Rusya 30 yılda nasıl değişecek?
Taşradan Moskova'ya göç duracak mı? Göçmen akını devam edecek mi? Kuzey Kafkasya ayrılacak mı? Çin Sibirya'yı yutacak mı? Rusya'da geçtiğimiz günlerde yayınlanan "Rusya 2050. Ütopyalar ve Tahminler" adlı kitap tüm bu soruların yanıtını arıyor. Komsomolskaya Pravda gazetesi, kitabın yazarlarından ünlü siyaset bilimci Yekaterina Şulman ile bir söyleşi gerçekleştirdi.
Şulman geleceği tahmin etmenin kolay olmadığına, ancak bazı eğilimlerin yarına dair fikir verdiğine işaret ediyor. Siyaset bilimcinin dikkat çektiği ilk eğilim, ülke genelinde doğum oranı ve nüfus azalırken, iç göçün artıyor olması. Bu ise taşranın insansızlaşması, büyük şehirlerin kalabalıklaşması demek.
Bir başka deyişle nüfus Moskova ve St. Petersburg başta olmak üzere 1 milyon ve üzeri sayıda insanın yaşadığı 15-18 merkezde yoğunlaşırken, özellikle Ural ötesinde büyük bir boşluk meydana gelecek.
Örneğin ABD'deki gibi büyük şehirlerden yorulup küçük şehirlere taşınmak isteyenlerin meydana getirdiği bir göç akınının Rusya'da mümkün olup olmadığı sorusuna Şulman Rusya'nın şartlarına dikkat çekerek yanıt veriyor.
Rusya'da büyük şehirlerde kendi konutuna sahip insan sayısı hiç de az değil.
Bu ise insanları oldukları yere bağlayan bir etken. Genç aileler taşrada iyi okul bulamayacaklarından, yaşlı nüfus ise iyi sağlık hizmeti bulamayacaklarından korkarak büyük şehirlerde kalmaya devam ediyor.
Yekaterina Şulman, bu etkenler ışığında Moskova ve çevresindeki kümelenmenin büyüyeceğine kesin gözüyle bakıyor.
Şulman göç konusundaki bir soruya ise göçmenlerin daha fazla suça meyilli olduğu iddiasının İçişleri Bakanlığı'nın yayınladığı verilerle çeliştiğini yanıtını veriyor.
Göçmenlerin Rusyalılardan daha fazla çocuk yapma eğiliminde olduğu iddasının ise doğru olduğunu söylüyor.
Şulman'a göre, bu kaçınılmaz bir süreç ve önüne geçmenin tek yolu göç almamak, ancak Rus ekonomisinin içinde bulunduğu durum itibarıyla bu seçenek gerçekçi değil.
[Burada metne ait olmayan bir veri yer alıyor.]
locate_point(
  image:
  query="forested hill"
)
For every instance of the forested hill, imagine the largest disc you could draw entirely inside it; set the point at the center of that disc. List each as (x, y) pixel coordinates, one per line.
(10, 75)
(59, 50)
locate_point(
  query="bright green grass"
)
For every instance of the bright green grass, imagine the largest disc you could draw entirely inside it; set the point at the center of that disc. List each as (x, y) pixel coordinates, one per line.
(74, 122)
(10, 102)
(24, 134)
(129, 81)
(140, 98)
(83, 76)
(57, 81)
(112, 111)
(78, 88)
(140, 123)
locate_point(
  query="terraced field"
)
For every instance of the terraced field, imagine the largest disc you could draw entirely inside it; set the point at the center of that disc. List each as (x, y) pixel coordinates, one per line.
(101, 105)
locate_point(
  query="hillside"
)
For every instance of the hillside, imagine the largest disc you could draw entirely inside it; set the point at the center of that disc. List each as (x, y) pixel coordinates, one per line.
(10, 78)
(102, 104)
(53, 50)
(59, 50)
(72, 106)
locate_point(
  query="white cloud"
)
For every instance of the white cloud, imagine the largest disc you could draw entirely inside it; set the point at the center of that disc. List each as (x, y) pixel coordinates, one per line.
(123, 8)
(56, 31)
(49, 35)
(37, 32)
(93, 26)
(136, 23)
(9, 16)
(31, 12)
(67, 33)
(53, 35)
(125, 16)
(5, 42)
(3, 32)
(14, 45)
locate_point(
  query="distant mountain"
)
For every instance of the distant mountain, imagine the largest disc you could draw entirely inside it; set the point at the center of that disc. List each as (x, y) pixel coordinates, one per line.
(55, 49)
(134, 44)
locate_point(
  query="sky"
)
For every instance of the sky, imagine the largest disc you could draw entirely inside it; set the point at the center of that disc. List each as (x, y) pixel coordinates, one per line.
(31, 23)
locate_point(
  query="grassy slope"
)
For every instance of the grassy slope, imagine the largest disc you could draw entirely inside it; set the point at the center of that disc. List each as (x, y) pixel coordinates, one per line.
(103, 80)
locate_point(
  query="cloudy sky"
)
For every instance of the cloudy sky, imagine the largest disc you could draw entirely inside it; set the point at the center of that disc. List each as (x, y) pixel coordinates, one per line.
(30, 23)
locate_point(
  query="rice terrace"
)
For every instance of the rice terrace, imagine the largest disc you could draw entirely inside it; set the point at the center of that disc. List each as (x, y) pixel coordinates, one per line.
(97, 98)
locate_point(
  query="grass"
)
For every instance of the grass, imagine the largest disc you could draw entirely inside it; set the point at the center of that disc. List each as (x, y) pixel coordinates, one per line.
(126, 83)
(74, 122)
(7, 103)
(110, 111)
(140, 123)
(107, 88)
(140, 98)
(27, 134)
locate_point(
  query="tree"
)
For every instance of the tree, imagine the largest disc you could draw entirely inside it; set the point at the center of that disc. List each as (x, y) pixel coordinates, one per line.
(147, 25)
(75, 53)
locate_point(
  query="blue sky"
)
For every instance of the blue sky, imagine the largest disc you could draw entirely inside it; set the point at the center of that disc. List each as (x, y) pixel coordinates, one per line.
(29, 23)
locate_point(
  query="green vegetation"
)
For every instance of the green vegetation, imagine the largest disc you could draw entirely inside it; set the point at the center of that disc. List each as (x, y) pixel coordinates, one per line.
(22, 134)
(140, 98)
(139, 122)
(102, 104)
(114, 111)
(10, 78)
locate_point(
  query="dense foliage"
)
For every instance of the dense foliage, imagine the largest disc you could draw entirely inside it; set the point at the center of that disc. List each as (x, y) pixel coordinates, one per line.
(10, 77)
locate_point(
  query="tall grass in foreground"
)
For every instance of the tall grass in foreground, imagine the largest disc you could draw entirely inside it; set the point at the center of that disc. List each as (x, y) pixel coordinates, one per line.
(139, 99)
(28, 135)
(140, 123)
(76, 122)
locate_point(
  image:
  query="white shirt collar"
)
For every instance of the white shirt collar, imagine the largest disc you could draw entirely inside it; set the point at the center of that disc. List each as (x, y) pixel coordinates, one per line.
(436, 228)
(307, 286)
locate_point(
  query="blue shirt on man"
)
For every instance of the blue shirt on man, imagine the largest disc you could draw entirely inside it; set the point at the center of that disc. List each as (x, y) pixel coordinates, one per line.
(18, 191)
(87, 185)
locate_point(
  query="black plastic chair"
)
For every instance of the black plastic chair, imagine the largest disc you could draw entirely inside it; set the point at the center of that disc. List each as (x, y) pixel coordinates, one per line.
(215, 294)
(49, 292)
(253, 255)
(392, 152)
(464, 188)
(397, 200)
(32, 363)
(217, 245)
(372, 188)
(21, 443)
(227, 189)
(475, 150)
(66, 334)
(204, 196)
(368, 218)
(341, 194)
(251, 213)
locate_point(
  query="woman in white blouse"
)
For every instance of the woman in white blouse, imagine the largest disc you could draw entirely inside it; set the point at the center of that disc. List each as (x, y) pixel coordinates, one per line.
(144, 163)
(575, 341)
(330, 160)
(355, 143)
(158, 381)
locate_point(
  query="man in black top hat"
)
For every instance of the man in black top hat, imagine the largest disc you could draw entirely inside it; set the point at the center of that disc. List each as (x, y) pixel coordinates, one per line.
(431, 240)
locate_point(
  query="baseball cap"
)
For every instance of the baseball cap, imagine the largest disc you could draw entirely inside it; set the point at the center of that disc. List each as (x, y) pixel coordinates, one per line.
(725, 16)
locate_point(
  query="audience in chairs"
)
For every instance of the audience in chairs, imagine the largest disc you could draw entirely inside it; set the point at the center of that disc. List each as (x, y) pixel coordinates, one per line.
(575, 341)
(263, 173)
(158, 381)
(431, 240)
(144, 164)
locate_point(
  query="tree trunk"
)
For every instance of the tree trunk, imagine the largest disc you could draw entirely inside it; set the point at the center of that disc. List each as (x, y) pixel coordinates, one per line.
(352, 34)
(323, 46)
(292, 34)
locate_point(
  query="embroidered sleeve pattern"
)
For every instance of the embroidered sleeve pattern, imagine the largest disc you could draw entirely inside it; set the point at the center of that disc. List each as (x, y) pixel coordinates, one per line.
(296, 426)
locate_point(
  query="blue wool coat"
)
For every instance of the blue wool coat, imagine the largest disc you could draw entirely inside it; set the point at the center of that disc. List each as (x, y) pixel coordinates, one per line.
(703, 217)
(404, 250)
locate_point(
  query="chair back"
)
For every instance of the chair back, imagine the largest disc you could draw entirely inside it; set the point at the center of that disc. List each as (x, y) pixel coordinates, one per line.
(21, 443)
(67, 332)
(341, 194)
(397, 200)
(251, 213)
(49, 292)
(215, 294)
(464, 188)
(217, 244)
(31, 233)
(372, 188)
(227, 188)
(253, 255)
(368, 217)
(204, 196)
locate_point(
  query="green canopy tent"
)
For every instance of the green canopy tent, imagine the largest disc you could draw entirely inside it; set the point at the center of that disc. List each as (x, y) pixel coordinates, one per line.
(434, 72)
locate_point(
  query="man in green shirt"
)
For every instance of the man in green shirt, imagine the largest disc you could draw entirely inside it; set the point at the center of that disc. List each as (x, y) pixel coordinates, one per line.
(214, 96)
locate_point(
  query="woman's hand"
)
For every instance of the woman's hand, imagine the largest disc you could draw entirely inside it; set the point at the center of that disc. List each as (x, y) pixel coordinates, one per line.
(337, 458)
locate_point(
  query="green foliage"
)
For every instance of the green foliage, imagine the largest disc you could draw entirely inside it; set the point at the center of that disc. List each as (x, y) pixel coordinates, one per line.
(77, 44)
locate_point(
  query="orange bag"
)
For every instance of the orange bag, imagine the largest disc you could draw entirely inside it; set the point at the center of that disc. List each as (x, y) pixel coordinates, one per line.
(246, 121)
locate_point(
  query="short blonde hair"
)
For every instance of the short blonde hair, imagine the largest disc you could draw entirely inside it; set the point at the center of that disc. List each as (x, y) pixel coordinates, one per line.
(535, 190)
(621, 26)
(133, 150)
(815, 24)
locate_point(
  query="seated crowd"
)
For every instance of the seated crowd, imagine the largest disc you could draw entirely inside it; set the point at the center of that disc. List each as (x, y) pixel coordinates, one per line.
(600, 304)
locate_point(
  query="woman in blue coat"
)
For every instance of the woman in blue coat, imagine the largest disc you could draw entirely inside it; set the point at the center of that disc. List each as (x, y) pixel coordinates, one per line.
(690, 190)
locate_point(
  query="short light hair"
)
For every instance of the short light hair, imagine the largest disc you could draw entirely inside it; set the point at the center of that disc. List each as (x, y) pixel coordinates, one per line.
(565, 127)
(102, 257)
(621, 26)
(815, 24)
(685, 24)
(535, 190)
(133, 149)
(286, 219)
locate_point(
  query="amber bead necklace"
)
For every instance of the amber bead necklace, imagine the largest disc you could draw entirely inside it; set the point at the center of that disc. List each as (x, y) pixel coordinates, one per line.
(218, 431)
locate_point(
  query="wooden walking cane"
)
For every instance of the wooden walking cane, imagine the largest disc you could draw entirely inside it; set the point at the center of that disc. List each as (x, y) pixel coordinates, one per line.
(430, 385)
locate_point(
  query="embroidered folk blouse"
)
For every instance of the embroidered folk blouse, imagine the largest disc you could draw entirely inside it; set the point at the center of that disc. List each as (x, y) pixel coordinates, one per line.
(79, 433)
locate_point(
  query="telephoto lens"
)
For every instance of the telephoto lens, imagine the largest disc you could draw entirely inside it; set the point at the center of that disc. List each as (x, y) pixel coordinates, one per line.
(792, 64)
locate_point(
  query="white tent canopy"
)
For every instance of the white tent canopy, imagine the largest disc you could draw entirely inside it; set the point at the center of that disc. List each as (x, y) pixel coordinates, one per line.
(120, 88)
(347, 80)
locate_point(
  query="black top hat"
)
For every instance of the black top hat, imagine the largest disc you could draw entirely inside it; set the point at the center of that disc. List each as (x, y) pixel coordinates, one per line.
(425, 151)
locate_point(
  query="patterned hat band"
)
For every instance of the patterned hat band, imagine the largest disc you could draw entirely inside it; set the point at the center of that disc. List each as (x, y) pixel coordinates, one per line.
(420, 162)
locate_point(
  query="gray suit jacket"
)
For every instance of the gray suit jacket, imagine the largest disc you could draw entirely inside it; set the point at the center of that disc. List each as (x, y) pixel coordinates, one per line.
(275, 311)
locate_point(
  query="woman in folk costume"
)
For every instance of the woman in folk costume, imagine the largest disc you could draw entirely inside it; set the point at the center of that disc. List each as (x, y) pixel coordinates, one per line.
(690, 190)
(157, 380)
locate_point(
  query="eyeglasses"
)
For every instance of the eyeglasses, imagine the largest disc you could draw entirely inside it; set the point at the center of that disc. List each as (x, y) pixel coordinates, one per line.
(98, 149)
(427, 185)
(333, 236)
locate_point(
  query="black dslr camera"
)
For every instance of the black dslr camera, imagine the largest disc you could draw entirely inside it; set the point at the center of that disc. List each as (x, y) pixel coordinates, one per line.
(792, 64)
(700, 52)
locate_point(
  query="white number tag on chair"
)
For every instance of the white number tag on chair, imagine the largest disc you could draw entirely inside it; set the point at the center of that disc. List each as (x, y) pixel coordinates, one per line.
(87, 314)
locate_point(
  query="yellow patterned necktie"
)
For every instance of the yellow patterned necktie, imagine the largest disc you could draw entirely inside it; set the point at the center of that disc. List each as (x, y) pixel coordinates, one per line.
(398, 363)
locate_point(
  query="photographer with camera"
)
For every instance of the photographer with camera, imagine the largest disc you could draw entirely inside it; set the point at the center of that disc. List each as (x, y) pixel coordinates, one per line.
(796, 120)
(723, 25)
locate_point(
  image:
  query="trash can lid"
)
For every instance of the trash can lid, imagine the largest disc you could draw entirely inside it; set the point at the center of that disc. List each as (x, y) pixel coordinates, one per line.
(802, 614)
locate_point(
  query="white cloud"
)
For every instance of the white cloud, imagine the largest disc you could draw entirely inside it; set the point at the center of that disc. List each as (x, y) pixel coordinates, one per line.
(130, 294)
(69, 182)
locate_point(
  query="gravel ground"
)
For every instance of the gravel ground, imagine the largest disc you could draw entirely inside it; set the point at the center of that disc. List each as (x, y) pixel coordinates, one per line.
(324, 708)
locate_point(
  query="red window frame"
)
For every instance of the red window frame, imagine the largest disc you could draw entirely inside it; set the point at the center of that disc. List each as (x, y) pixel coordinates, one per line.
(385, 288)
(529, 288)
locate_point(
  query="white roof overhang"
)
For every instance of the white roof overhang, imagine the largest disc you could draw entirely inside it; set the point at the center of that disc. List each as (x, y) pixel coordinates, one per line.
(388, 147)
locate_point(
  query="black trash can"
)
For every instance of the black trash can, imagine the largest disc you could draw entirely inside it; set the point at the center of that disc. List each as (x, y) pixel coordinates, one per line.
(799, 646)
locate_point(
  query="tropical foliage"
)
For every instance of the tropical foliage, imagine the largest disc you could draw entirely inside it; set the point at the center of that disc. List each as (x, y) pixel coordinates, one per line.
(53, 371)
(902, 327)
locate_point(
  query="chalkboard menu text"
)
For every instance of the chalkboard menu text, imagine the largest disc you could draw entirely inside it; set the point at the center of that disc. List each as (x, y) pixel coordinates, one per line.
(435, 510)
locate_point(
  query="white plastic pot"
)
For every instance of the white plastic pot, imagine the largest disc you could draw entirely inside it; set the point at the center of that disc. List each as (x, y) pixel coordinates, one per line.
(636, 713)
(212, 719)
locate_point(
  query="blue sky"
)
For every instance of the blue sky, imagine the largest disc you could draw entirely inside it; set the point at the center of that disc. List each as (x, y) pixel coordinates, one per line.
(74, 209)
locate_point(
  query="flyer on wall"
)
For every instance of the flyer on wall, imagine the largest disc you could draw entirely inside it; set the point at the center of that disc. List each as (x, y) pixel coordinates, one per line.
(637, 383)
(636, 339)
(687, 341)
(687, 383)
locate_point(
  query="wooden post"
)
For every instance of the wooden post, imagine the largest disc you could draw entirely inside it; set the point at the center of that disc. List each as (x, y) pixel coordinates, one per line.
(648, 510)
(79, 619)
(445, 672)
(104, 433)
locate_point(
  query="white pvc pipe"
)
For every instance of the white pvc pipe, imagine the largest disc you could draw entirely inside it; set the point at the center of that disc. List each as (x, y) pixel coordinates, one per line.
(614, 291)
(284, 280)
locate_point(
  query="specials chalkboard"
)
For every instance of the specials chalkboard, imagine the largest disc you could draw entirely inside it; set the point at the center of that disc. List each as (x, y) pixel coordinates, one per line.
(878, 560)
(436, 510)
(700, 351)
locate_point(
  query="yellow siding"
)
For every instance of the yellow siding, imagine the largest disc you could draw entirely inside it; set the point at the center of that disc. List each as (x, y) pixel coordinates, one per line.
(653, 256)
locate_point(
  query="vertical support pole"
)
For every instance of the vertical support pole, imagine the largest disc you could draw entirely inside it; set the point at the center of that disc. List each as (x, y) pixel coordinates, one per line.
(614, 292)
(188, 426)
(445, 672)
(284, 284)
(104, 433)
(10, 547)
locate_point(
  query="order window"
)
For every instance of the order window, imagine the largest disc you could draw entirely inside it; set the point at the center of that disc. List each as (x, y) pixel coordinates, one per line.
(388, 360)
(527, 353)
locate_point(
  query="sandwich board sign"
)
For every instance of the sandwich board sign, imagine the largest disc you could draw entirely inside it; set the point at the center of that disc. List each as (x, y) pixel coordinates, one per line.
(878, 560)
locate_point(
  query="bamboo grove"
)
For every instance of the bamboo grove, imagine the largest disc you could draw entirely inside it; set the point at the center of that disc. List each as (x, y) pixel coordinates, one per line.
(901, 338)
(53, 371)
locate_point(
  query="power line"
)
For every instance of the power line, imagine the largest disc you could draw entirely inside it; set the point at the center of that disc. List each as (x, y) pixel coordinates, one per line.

Şulman, Kuzey Kafkasya'nın artan nüfusuyla birlikte ayrılıkçı eğilimlerin kuvvetlenip kuvvetlenmeyeceği yönündeki bir soruya ise "ayrılıkçılık nüfus artışıyla değil, başta elitler olmak üzere ayrı yaşamanın daha iyi olacağı düşüncesinin kökleşmesiyle başlar" yanıtını veriyor.
Siyaset bilimciye göre, Kuzey Kafkasya özelinde şu anda böyle bir düşünce söz konusu değil. Şulman ayrıca verilerin Kafkasya'nın da nüfusunun gerileme eğiliminde olduğuna işaret ettiğini belirtiyor.
Sibirya'da bir Çinli nüfus istilası tehlikesi konusunda ise Şulman, Çin'in de büyük şehirlere göç, doğruganlık oranının düşmesi gibi Rusya'dakine benzer eğilimlerin etkisi altında olduğunu belirtiyor.
Buna göre, Çin kaynaklı bir tehlike söz konusu ise eğer bu Çinli nüfusun Sibirya'ya gelmesi şeklinde değil, Çinli şirketlerin Rus doğal kaynaklarını ucuz bedeller karşılığında satın alması şeklinde olabilir.
Şulman son olarak şu anda ülkedeki siyasal yapının sosyolojik yapıyla uyum içerisinde olmadığını dile getiriyor. Buna göre, yeni neslin karar verici mekanizmalarda daha fazla yer almasına paralel olarak ülkenin siyasi bir değişim sürecine girmesi de kaçınılmaz. Buna göre, yeni siyaset dış politikayla daha az, ülkenin sosyal problemleriyle daha fazla ilgili, daha sol bir siyaset olacak.